A general accuses Israel of preventing clouds from bringing moisture to Iran. For him, “The changing climate in Iran is suspect.” Meanwhile, demonstrations against pollution and poor management of water resources continue in Khuzestan province.
Teheran (AsiaNews/Agencies) – An Iranian general has accused Israel of preventing clouds from bringing rain to Iran.
"The changing climate in Iran is suspect," said Brigadier General Gholam Reza Jalali, head of Iran’s Civil Defense Organisation.
"Foreign interference is suspected to have played a role in climate change," Jalali was quoted as saying, insisting results from an Iranian scientific study "confirm" the claim.
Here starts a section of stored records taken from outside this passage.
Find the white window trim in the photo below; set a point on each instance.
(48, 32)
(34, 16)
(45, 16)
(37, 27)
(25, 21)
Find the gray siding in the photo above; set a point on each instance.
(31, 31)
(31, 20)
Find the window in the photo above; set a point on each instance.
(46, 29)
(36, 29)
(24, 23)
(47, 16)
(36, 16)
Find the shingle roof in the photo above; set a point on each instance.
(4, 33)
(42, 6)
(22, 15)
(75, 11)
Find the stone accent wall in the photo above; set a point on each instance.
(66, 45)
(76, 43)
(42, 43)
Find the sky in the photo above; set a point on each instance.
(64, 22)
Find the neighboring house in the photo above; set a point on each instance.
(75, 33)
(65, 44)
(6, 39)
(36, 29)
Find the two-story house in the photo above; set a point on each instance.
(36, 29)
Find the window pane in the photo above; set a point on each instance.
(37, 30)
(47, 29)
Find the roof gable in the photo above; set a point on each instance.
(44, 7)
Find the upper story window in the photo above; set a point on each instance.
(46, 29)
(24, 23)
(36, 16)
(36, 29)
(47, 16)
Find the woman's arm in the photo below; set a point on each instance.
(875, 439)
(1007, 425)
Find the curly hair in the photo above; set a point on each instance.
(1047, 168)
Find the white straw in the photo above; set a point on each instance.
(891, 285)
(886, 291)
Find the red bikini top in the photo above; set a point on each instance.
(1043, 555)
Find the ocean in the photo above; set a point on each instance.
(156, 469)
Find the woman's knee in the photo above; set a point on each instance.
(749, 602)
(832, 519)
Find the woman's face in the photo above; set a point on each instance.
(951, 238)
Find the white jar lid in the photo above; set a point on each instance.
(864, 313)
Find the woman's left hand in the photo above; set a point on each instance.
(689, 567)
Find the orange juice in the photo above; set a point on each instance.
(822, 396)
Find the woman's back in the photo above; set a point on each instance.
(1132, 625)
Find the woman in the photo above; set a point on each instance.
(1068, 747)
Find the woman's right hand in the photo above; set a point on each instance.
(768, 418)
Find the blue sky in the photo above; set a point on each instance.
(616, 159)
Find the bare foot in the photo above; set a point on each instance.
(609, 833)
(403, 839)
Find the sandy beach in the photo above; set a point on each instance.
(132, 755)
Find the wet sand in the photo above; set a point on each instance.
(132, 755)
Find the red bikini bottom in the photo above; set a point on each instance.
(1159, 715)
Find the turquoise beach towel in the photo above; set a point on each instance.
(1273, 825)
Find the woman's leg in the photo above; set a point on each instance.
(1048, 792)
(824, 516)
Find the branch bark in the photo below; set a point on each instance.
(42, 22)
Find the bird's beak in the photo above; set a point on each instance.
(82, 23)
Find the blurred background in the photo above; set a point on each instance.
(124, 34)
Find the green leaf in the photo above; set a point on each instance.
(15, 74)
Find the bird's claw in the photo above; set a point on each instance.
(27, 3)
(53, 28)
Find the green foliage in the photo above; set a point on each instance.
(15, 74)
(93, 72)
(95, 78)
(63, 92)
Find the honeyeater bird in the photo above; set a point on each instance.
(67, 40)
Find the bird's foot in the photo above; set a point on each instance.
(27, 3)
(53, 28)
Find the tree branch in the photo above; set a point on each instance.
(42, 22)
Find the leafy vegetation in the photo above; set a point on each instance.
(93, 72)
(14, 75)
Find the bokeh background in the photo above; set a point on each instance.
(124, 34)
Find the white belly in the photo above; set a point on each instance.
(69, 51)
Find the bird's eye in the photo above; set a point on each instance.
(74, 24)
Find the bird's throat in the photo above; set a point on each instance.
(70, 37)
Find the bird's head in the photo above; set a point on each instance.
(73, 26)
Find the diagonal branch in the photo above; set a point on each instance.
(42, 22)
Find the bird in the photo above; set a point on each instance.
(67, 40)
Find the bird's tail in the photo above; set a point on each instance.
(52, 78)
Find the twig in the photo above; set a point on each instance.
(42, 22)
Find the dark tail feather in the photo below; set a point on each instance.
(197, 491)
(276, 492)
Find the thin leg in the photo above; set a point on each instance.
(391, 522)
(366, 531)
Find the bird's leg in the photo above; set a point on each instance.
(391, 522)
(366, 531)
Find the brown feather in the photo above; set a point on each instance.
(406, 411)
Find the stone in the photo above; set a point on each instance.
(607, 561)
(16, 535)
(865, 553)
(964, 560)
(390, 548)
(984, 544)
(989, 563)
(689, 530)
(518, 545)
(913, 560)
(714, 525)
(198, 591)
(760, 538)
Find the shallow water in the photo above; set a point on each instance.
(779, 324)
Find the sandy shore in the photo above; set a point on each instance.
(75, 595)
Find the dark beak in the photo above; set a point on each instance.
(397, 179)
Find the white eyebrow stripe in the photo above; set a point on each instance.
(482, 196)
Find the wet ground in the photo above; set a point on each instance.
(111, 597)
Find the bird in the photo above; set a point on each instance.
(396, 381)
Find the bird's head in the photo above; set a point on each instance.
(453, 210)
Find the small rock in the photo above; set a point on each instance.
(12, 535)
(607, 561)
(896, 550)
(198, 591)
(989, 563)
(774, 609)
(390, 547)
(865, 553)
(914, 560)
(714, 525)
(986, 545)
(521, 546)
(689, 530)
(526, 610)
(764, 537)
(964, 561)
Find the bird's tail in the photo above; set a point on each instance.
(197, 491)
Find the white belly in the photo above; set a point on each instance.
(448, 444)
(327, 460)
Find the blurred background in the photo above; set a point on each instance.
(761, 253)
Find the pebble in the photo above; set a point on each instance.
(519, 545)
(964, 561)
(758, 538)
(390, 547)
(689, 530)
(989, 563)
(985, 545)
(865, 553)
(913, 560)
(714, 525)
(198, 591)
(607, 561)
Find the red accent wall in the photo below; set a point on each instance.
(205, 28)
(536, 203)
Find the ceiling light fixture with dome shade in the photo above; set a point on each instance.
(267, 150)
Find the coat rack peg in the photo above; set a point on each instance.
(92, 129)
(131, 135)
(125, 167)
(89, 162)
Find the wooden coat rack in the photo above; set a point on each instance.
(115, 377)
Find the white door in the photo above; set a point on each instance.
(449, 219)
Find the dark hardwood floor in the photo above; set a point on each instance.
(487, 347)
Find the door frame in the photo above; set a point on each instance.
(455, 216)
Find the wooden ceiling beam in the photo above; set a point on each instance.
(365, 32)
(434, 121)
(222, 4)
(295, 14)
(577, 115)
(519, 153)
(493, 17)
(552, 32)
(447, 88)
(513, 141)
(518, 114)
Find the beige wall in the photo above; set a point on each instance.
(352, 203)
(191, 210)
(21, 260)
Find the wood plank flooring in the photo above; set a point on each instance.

"Israel and another country in the region have joint teams which work to ensure clouds entering Iranian skies are unable to release rain," he said.
Jalali cited a survey showing that above 2,200 metres all mountainous areas between Afghanistan and the Mediterranean are covered in snow, except Iran.
Not everyone in Iran shares this view. General Jalali "probably has documents of which I am not aware, but on the basis of meteorological knowledge, it is not possible for a country to steal snow or clouds," said the head of Iran's meteorological service Ahad Vazife.
"Iran has suffered a prolonged drought, and this is a global trend that does not apply only to Iran," Vazife explained.
"Raising such questions not only does not solve any of our problems, but will deter us from finding the right solutions," he added, in apparent reference to Jalali's claims.
Meanwhile, in the southwestern Iran, people have taken to the streets of Khorramshahr and Abadan, in Khuzestan Province, to protest the bad quality of the water.
These are "a reaction to years of poor management", aid Alex Vatanka, a researcher at the Middle East Institute specialised in Iran. Drought, a lack of drinking water and high levels of pollution have made things worse in the predominantly agricultural and Arab-speaking province.
"The region is disadvantaged from a socio-economic level compared to those inhabited by Farsi-speaking Iranians," says Ali Fathollah-Nejad, an associate researcher at the Brookings Doha Center.
The country has been in turmoil for years. “There have been sporadic protests,” Vatanka notes, “but they are not all linked. People protest against corruption and the regime’s agenda."
The Guardians of the Revolution, which runs the power and water supply in western Iran, pledged to act quickly to calm the situation.
For Fathollah-Nejad, "These protests are not new, but the repression is going to create even more frustration, and at the same time lead to radicalisation. The real threat to the administration comes from the economic crisis and the way it is exploited by the opposition.”